Tanta voglia, troppa confusione, pressione e imprecisione: Vlahovic, la crisi continua

Prosegue il momento decisamente no di Dusan Vlahovic, a secco anche ieri contro la Sampdoria e complessivamente autore di una prestazione intrisa di tantissima voglia e altrettanto spirito, ma anche di eccessiva imprecisione e confusione. Rigore fallito a parte, che nella sostanza rappresenta l’ultima delle colpe da imputare al centravanti serbo, la partita dell’ex Fiorentina ha messo nuovamente a nudo la scarsa compatibilità del ragazzo con una delle possibili vesti tecnico-tattiche cucite in stagione da parte di Massimiliano Allegri. 

Complici le contestuali assenze di Di Maria, Chiesa e Milik per infortunio, cui si sommava quella di Kean per squalifica, il classe 2000 è stato lanciato da titolare come unica punta, supportato dal solo Miretti da trequartista. Ciò ha portato il talento scuola Partizan da un lato a dover reggere da solo il peso dell’attacco sia nella veste di boa e riferimento offensivo, sia in quella di finalizzatore.


Il risultato: 90 e passa minuti nei quali il ragazzo ce l’ha messa davvero tutta nello svolgere al meglio le due fasi, le quali lo hanno visto in una scontrarsi (anche) con la sfortuna e dover rimandare ancora una volta l’appuntamento con il goal, nell’altro sbagliare una quantità industriale di appoggi e passaggi sulla carta semplici, finire diverse volte in fuorigioco e farsi sovrastare in molteplici occasioni dai colossi difensivi blucerchiati.

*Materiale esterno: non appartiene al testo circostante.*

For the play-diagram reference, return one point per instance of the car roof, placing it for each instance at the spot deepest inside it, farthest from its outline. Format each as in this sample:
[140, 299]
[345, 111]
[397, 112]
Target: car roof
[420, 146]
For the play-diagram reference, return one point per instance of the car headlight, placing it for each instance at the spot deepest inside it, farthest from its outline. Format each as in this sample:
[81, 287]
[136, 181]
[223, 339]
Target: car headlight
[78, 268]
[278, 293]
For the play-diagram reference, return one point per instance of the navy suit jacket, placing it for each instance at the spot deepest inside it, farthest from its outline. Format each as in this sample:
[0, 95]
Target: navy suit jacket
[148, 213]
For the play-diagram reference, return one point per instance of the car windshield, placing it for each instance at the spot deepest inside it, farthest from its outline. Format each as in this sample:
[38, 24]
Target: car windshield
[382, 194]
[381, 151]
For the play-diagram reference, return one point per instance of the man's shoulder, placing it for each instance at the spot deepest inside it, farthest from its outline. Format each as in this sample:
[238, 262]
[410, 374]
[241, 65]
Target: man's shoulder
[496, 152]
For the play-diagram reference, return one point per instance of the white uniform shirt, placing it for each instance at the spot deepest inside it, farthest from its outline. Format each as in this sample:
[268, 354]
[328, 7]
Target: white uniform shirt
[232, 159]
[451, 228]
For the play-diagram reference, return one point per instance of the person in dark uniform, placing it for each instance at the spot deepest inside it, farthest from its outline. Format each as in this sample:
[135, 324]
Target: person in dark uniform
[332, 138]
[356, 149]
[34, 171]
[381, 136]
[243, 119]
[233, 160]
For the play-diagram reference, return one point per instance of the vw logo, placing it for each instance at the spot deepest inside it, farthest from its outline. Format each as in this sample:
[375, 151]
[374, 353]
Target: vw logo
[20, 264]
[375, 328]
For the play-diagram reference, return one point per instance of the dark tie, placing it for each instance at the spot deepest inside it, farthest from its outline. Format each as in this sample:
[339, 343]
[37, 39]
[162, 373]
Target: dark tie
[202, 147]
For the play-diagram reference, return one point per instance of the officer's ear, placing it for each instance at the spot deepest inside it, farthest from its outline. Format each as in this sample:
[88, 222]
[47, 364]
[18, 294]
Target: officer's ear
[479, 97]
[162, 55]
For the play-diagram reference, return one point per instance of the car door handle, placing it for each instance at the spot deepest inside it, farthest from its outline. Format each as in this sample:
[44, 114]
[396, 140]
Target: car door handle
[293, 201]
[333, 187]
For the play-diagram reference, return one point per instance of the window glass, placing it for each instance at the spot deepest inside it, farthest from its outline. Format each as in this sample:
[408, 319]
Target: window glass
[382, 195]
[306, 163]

Se, da un lato, un periodo di appannamento in zona goal è più che normale per qualsiasi attaccante di questo mondo, dall’altro la realtà appare però eloquente: non si può pretendere che un calciatore con determinate caratteristiche svolga dei compiti del tutto incompatibili con le stesse.

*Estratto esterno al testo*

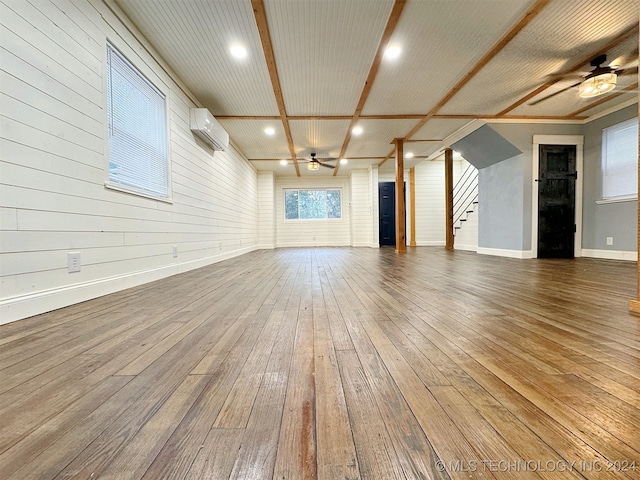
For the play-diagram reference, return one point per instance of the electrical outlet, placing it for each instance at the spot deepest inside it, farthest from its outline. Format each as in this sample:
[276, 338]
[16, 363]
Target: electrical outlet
[73, 262]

Costringere Dusan ad abbassarsi per gran parte della gara, giocare prevalentemente spalle alla porta e a fare la guerra significa non solo depauperare le immense doti del ragazzo nell’area di rigore avversaria e nell’attacco alla profondità, ma anche non godere di quanto auspicato e patire inesorabilmente ciò nella costruzione del gioco. Lo spirito e la mentalità da vincente di DV9 portano lo stesso a dare tutto in campo in qualsiasi contesto, porzione di campo e per qualunque mansione gli sia attribuita, ma l’impegno – purtroppo – non basta se quanto richiesto non rientra pienamente nelle tue corde e i tuoi punti di forza sono palesemente altri.

La tangibile sensazione è che il forte centravanti sentisse (ieri in particolare) il peso di dover incidere in prima persona sulla partita (considerate le suddette assenze, ndr) il che lo ha portato ad avvertire eccessivamente la pressione. a strafare e a sbagliare goffamente anche le cose potenzialmente basilari: come nel primo tempo, quando, all’altezza della metà campo, ha finito per pestare i piedi a Fagioli, meglio messo con il corpo rispetto a Dusan nella relativa azione.

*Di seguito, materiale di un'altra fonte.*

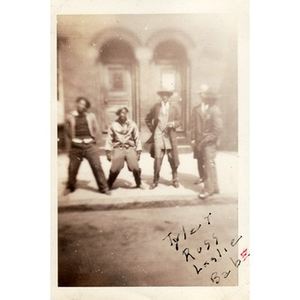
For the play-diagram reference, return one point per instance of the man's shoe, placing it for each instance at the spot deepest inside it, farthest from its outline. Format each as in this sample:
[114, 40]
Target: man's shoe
[106, 192]
[176, 183]
[68, 190]
[140, 186]
[153, 185]
[200, 180]
[204, 195]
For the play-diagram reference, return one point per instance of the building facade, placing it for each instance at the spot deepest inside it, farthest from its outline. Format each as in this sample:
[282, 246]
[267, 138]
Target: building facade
[117, 60]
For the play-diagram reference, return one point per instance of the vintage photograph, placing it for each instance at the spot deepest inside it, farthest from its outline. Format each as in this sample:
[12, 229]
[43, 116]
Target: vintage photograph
[148, 151]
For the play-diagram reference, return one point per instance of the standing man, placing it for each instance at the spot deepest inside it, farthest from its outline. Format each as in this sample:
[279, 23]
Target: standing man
[206, 129]
[82, 129]
[123, 144]
[162, 121]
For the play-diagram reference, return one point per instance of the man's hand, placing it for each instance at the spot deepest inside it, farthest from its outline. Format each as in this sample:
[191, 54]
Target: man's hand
[108, 155]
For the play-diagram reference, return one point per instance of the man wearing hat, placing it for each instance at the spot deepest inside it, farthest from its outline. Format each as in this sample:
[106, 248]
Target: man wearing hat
[82, 129]
[123, 144]
[206, 129]
[162, 121]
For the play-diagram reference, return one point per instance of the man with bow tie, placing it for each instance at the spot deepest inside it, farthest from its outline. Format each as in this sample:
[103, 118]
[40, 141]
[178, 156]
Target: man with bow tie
[206, 130]
[123, 144]
[162, 121]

Chiaro che gli acquisti estivi di Di Maria e Milik fossero stati effettuati anche (e soprattutto) per mettere in condizioni Vlahovic di esprimersi a dovere e incidere proficuamente in zona goal, così come quello di Kostic per garantire un numero quanto più elevato possibile di rifornimenti per il connazionale. I suoi infortuni, e quelli dei compagni, hanno però più volte costretto Allegri a dover rivedere i propri piani e a chiedere un sacrificio (apparso a più riprese insostenibile) alla sua principale arma offensiva.

Contesto tecnico-tattico spesso avverso, però, ciò non esonera ovviamente il calciatore dalle proprie responsabilità: il tempo per riscattare una stagione fin qui molto deludente ancora c’è, ma servirà ancora maggior impegno, lucidità, personalità e forza mentale.